As an example, consider that the probability of it being hot outside is some small probability ($P(hot)>0$). Likewise, there is some small probability that it is cold outside ($P(cold)>0$). But, it does not follow that $P(hot \cap cold)>0$, because $P(hot \cap cold) \neq P(hot)P(cold)$. It isn’t possible for it to be both hot and cold simultaneously, so the events are not independent.

So, $P(A)$ and $P(B)$, below, are only be multiplied together in the event that the events are independent.

$$Independent\ only:\ P(A \& B)=P(A \cap B)=P(A)P(B)$$

Rearrange Baye’s Theorem from above

$$P(A|B)P(B) = P(B|A)P(A)$$

If we disregard $P(B)$, then we can still say the following

$$P(A|B) \propto P(B|A)P(A)$$

Apply the formula above to the spam email example.

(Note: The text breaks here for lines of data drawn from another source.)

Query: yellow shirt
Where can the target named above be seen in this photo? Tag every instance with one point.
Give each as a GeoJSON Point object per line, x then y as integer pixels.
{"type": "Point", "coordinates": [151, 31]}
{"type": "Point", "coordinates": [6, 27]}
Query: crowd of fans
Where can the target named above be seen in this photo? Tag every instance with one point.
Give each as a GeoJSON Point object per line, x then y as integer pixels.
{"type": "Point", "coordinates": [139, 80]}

$$P(spam|“easy”,“money”) \propto P(“easy”,“money”|spam) P(spam)$$

Using the naive assumption from above, and then plugging in the ratios we had from before:

$$P(“easy”,“money”|spam)=P(“easy”|spam)P(“money”|spam)$$ $$P(spam|“easy”,“money”) \propto P(“easy”|spam) P(“money”|spam) P(spam)$$ $$P(spam|“easy”,“money”) \propto \frac{1}{3} \times \frac{2}{3} \times \frac{3}{8} = \frac{1}{12}$$

Likewise, for legitimate (“ham”) emails:

$$P(ham|“easy”,“money”) \propto P(“easy”|ham) P(“money”|ham) P(ham)$$ $$P(ham|“easy”,“money”) \propto \frac{1}{5} \times \frac{1}{5} \times \frac{5}{8} = \frac{1}{40}$$

Since we know that the email must be either spam or a legitimate email, we can normalize these fractions to be $\frac{10}{13}$ and $\frac{3}{13}$, respectively. This normalization step is accomplished by dividing each of the fractions by the sum of both.

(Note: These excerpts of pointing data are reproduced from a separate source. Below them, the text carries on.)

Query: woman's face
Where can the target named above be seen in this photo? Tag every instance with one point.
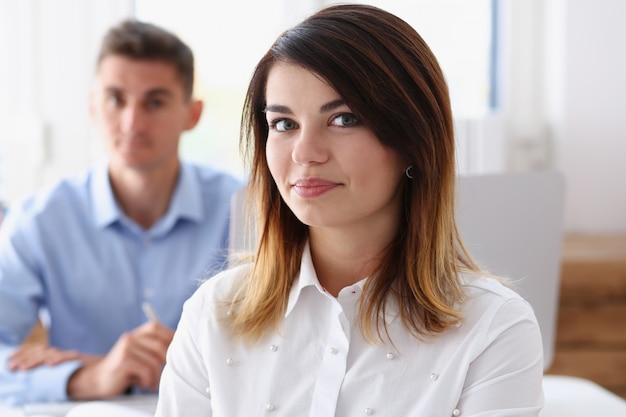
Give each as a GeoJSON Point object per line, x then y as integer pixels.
{"type": "Point", "coordinates": [330, 169]}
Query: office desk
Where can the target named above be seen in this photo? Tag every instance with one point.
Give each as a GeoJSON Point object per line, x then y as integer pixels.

$$\frac{\frac{1}{12}}{\frac{1}{12}+\frac{1}{40}}=\frac{\frac{1}{12}}{\frac{40+12}{480}} =\frac{1}{12} \times \frac{480}{52}=\frac{40}{52}=\frac{10}{13}$$

Dice Example

Someone has a bag with

3 standard dice (face values: 1, 2, 3, 4, 5, 6) and
2 trick dice (face values: 2, 3, 3, 4, 4, 5).

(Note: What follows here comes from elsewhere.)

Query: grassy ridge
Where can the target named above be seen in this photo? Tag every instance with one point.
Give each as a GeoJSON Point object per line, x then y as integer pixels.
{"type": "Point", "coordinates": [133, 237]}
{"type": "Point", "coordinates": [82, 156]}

Suppose they draw a die from the bag, roll it, and get a 3. What is the probability that the die was a standard die?

$$P(A|B) \propto P(B|A)P(A)$$

$$P(standard|\ 3\ ) \propto P(\ 3\ |standard) P(standard) = \frac{1}{6} \times \frac{3}{5}=\frac{1}{10}$$ $$P(trick|\ 3\ ) \propto P(\ 3\ |trick) P(trick) = \frac{1}{3} \times \frac{2}{5} = \frac{2}{15}$$ $$P(standard|\ 3\ )=\frac{\frac{1}{10}}{\frac{1}{10}+\frac{2}{15}}=\frac{\frac{1}{10}}{\frac{15+20}{150}} = \frac{1}{10} \times \frac{150}{35}=\frac{3}{7}$$

This content is taken from notes I took while pursuing the Intro to Machine Learning with Pytorch nanodegree certification.